DISTRIBUTION OF DATASETS
MEASURE DHS is authorized to distribute, at no cost, unrestricted survey data files for legitimate academic research, with the condition that we receive a description of any research project that will be using the data.
Registration is required for access to data.
Datasets are available for download to all registered users, free of charge. To download datasets, you must first register online and request the country(ies) and datasets that you are interested in. When submitting a dataset request, users must include a brief description of how the data will be used.
Datasets are made available with the following conditions:
- Survey data files are distributed by MEASURE DHS for academic research/statistical analysis. Researchers need to provide a description of any research/analysis that will be using the data, before access is granted to the datasets.

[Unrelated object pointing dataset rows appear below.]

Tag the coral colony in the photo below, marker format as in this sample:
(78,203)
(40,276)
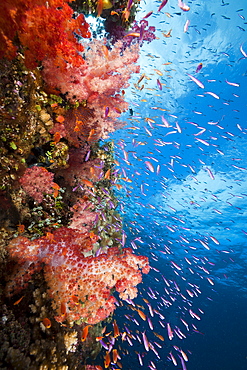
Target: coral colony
(62,241)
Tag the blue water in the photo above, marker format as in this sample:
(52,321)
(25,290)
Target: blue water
(186,208)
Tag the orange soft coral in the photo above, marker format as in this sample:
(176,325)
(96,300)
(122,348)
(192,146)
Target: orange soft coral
(80,287)
(44,29)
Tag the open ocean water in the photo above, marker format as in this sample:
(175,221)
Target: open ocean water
(182,155)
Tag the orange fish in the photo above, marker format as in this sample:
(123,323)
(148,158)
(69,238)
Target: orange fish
(99,338)
(168,34)
(49,236)
(116,330)
(56,137)
(75,299)
(107,360)
(63,309)
(142,315)
(114,355)
(91,134)
(60,119)
(19,300)
(108,174)
(56,188)
(85,333)
(21,228)
(46,322)
(99,7)
(87,182)
(105,51)
(159,336)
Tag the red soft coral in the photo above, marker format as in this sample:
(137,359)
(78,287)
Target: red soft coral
(37,182)
(45,30)
(80,287)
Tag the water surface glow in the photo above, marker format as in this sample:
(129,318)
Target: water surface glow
(185,202)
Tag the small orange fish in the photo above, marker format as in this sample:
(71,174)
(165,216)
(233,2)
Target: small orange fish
(56,188)
(91,134)
(63,309)
(60,119)
(87,182)
(19,300)
(142,315)
(49,236)
(85,333)
(21,228)
(141,78)
(105,51)
(107,360)
(46,322)
(99,7)
(108,174)
(133,34)
(125,15)
(116,330)
(159,336)
(75,299)
(114,355)
(56,137)
(168,34)
(99,338)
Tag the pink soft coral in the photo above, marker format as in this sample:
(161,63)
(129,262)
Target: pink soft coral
(98,82)
(80,287)
(37,182)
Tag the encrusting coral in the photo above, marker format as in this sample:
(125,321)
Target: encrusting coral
(80,286)
(60,96)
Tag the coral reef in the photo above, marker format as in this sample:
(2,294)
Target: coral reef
(61,251)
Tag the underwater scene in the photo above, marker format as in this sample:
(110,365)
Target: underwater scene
(123,184)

- Once downloaded, the datasets must not be passed on to other researchers without the written consent of MEASURE DHS.
- All reports and publications based on the requested data must be sent to the MEASURE DHS Data Archive as a Portable Format Document (pdf) or a hard copy, for us to forward to the country(ies) whose data have been used.
Use of the dataset must be acknowledged using a citation which would include:
- the Identification of the Primary Investigator
- the title of the survey (including country, acronym and year of implementation)
- the survey reference number
- the source and date of download
National Bureau of Statistics. Tanzania HIV/AIDS and Malaria Indicator Survey 2007-2008. Dataset downloaded from http://www.measuredhs.com on [date]
Disclaimer and copyrights
The user of the data acknowledges that the original collector of the data, the authorized distributor of the data, and the relevant funding agency bear no responsibility for use of the data or for interpretations or inferences based upon such uses.